NORMAN — Central Oklahoma is among areas of the state that could experience tornadoes Tuesday, according to the National Weather Service, Norman Forecast Office.
The potential for severe weather should be followed closely Tuesday by Oklahoma residents, said Rick Smith, warning coordination meteorologist with the weather service in Norman.
“It's kind of a one-two punch tomorrow with the storms,” Smith said Monday. “The dryline is going to be sitting out there in western Oklahoma, and then we've got the cold front coming down from the northwest.”
If storms start along that dryline before the cold front arrives, “those would be the ones with the biggest chance for tornadoes and the big hail,” Smith said.
When the cold front comes down, it's probably going to be a big line of storms that sweeps through.
“The number of storms and warnings will be greater with the cold front,” Smith said, “but the impacts will be worse if they are isolated along the dryline. If they can develop tomorrow afternoon before the front gets here, then that will be what we're most concerned about, and that would be the Oklahoma City metro, too.”
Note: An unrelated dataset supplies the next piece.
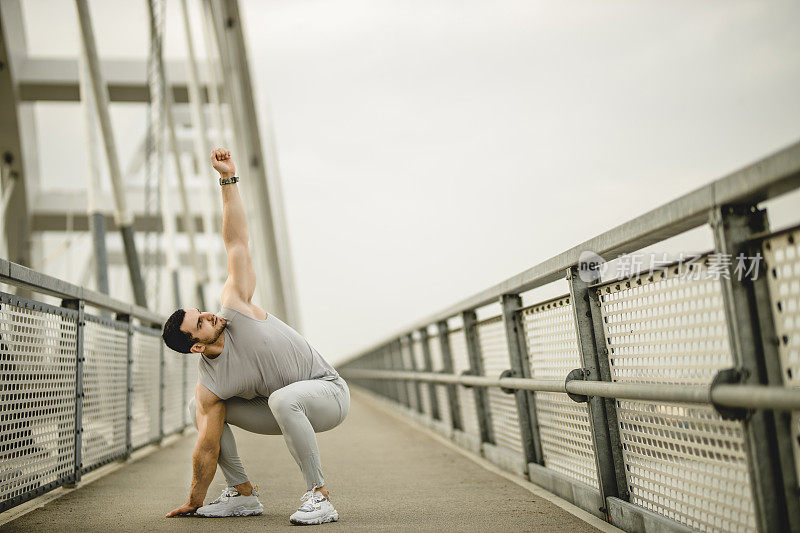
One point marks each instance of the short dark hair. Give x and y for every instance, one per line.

Smith encourages Oklahomans to have a severe weather safety plan. That includes having multiple ways to monitor the weather throughout the day because “it has the potential to be something that you don't want to be surprised by.”
In 2011, there were 50 confirmed tornadoes in the month of April in Oklahoma, the most since official tornado records began in 1950. However, in 2012, that record for April was broken with 53 recorded tornadoes.